Randomness and Clustering¶

Spatial statistics on point patterns are often concerned with determining how regular a distribution of points is. This means, for example, whether the points are clustered or evenly distributed. Questions such as these relate to the intensity or dispersion of the dot pattern as a whole.

Intensity is the average density of points or in other words the expected number of points per unit area. The intensity may be constant (uniform) or may vary from location to location (non-uniform or inhomogeneous).

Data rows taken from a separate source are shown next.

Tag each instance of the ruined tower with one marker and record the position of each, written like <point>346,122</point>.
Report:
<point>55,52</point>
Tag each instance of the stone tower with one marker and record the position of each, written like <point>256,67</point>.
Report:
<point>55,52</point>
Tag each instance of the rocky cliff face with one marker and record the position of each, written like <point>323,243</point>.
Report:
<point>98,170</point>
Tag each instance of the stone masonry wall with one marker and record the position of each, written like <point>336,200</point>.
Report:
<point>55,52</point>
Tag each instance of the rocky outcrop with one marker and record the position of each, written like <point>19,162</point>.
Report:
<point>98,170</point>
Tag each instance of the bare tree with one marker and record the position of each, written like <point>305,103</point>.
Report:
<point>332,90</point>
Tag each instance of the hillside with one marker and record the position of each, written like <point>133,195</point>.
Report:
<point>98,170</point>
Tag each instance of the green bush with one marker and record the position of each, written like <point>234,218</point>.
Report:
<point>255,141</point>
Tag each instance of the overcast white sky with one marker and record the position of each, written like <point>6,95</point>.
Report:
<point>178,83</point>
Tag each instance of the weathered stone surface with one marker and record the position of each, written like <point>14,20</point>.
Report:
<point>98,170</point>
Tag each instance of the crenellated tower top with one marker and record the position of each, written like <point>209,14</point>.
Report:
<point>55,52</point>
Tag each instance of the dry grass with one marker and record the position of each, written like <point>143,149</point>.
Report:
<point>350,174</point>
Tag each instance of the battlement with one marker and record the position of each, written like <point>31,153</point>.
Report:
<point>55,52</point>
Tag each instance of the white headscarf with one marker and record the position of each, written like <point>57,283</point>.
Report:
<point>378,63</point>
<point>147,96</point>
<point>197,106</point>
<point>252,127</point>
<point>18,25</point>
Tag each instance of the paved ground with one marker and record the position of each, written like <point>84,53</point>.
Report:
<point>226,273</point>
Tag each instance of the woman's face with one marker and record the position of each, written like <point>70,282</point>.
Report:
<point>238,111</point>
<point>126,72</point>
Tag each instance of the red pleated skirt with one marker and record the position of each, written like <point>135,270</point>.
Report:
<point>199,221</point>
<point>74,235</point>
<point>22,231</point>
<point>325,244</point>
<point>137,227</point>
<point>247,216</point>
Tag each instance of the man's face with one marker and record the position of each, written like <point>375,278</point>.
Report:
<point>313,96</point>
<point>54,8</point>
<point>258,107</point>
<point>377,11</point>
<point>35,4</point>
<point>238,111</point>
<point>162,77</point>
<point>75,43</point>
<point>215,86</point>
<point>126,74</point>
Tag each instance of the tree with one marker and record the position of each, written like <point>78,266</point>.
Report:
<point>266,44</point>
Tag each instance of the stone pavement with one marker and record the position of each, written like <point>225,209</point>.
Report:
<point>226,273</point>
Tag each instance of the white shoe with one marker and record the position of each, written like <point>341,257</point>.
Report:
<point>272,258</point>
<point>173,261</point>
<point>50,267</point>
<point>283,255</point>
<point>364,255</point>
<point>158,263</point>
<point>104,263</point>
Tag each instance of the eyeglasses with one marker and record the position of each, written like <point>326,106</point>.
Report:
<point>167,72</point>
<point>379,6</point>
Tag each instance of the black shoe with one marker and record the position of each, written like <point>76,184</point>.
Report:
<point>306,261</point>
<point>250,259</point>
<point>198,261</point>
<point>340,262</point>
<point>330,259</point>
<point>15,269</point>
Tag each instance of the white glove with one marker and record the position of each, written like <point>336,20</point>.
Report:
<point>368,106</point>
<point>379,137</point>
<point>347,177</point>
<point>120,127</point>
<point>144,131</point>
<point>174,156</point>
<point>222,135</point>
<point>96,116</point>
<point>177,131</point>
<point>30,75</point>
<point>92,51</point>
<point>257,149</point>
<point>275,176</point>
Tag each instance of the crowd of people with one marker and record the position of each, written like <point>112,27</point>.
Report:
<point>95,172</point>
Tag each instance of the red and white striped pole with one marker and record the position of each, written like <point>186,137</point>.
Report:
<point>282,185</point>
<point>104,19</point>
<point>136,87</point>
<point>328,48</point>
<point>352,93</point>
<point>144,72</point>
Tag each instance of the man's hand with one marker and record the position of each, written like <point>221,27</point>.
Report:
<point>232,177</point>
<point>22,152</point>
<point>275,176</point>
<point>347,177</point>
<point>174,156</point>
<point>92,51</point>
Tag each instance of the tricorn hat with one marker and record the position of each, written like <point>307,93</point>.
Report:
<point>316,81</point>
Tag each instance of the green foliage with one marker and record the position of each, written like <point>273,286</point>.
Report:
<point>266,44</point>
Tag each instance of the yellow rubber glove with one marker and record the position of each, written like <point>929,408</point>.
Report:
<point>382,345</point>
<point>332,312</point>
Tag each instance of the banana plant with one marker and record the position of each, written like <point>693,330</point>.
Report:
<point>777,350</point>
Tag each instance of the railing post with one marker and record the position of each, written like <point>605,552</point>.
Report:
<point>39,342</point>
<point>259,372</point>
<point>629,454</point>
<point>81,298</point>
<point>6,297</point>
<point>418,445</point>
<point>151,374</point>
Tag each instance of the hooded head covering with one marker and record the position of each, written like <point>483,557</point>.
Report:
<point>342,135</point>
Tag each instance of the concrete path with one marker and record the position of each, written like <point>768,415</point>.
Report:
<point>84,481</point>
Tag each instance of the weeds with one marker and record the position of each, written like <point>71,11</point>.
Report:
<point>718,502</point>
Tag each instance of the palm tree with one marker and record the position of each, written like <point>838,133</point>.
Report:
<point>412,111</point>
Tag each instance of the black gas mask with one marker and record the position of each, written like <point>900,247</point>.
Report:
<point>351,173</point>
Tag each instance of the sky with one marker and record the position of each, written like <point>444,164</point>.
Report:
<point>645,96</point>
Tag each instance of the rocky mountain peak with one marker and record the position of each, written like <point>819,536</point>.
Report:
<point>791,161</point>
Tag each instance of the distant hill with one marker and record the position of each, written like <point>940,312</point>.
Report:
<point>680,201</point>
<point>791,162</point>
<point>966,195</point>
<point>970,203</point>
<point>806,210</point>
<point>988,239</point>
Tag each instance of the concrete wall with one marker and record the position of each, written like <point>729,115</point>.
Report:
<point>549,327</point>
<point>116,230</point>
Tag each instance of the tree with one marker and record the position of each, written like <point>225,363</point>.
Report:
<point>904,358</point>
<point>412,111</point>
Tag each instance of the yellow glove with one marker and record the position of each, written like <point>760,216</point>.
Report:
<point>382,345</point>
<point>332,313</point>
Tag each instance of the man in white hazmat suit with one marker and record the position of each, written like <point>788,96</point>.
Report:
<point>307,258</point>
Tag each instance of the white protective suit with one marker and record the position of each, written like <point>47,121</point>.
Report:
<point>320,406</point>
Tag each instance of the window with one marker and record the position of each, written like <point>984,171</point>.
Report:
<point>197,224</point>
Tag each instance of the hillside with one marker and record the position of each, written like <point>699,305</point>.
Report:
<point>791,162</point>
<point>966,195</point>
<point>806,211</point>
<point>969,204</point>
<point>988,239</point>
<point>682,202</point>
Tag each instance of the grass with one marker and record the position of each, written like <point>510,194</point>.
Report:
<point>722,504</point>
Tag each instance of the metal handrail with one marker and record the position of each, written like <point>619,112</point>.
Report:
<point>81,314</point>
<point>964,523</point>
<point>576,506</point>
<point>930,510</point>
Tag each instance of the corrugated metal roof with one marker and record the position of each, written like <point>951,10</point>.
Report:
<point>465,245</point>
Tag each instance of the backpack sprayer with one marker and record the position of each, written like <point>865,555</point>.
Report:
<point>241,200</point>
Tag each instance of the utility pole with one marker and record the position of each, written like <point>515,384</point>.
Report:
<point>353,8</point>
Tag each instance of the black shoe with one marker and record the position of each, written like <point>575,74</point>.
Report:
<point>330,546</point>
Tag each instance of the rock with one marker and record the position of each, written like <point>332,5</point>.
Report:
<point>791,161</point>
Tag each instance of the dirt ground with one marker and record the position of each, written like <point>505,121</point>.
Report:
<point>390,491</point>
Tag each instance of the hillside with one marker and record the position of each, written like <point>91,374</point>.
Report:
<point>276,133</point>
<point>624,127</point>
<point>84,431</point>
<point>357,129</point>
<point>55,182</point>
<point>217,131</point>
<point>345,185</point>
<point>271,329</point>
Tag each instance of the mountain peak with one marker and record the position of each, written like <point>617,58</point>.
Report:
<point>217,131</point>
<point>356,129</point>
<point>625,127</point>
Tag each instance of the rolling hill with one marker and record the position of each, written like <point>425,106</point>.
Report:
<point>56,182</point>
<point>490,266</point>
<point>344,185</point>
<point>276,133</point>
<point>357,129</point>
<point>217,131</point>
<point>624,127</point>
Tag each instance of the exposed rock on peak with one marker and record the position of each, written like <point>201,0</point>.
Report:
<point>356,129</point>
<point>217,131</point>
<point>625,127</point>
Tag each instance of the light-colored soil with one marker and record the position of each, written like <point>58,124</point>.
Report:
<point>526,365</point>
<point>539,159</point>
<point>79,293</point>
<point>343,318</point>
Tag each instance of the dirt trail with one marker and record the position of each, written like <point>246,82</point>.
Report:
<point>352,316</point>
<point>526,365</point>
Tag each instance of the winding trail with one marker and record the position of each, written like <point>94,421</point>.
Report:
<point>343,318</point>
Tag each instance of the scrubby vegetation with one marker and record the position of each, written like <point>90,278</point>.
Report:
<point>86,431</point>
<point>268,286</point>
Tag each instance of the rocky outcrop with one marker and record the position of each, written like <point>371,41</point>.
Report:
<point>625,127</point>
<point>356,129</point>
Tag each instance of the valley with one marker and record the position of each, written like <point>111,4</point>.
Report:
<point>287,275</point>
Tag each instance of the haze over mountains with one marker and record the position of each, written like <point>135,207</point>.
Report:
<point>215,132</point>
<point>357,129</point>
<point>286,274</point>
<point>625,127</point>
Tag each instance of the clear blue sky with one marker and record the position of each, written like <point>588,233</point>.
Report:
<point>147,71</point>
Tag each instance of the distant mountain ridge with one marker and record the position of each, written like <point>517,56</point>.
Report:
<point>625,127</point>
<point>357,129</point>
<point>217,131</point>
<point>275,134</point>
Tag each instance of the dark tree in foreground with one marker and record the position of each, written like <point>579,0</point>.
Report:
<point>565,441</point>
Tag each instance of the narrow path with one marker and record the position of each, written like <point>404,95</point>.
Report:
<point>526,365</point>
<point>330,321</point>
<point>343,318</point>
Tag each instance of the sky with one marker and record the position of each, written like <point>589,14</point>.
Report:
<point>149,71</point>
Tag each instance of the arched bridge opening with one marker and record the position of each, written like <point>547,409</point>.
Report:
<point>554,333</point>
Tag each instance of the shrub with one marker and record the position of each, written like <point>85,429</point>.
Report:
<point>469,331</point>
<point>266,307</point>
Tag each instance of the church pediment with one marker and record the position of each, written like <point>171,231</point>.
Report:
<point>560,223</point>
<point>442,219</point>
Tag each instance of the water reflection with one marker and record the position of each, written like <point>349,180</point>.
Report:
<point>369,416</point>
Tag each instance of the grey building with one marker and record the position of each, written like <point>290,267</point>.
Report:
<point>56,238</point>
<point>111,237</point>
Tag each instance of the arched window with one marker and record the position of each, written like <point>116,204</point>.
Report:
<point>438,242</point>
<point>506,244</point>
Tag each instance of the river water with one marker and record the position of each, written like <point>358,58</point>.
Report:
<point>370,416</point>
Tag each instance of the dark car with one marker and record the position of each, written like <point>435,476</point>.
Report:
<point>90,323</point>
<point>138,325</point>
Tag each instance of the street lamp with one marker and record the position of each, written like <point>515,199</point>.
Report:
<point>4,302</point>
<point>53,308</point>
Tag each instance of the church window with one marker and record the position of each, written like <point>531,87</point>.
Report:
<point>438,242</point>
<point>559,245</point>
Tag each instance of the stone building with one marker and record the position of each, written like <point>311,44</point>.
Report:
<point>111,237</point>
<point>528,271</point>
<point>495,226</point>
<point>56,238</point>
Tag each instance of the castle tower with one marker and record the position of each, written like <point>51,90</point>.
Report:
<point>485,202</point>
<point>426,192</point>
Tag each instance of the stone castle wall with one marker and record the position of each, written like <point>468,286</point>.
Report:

One approach to evaluate the intensity is to divide the study area into quadrats, and count the numbers of points falling into each quadrat. If the points have uniform intensity, and are completely random, then the quadrat counts should be Poisson random numbers with constant mean. We may test that hypothesis by using the $\chi^2$ goodness-of-fit test statistic

$$\chi^2 = \sum\frac{(\text{observed}-\text{expected})^2}{\text{expected}}$$

In Python we make use of the pointpats.quadrat_statistics module, including the qs.QStatistic() function. First, we load the Berlin city data sets we created in the previous section.

In [2]:
# First, let's import the needed libraries.
import matplotlib.pyplot as plt
import numpy as np
import random
import pandas as pd
import geopandas as gpd
import folium
In [3]:
# load berlin shapefile
berlin_district = gpd.read_file(
    "http://userpage.fu-berlin.de/soga/soga-py/300/30800_spatial_point_patterns/berlin_district.zip"
)
# load data from the previous section
berlin_locations = gpd.read_file(
    "http://userpage.fu-berlin.de/soga/soga-py/300/30800_spatial_point_patterns/berlin_locations.geojson"
)
berlin_random = gpd.read_file(
    "http://userpage.fu-berlin.de/soga/soga-py/300/30800_spatial_point_patterns/berlin_random.geojson"
)

berlin_regular = gpd.read_file(
    "http://userpage.fu-berlin.de/soga/soga-py/300/30800_spatial_point_patterns/berlin_regular.geojson"
)

Quadrat statistics

The first set of techniques, quadrat statistics, receive their name after their approach to split the data up into small areas (quadrants). Once created, these “buckets” are used to examinee the uniformity of counts across them. We employ the pointpats.quadrat_statistics module for this type of analysis.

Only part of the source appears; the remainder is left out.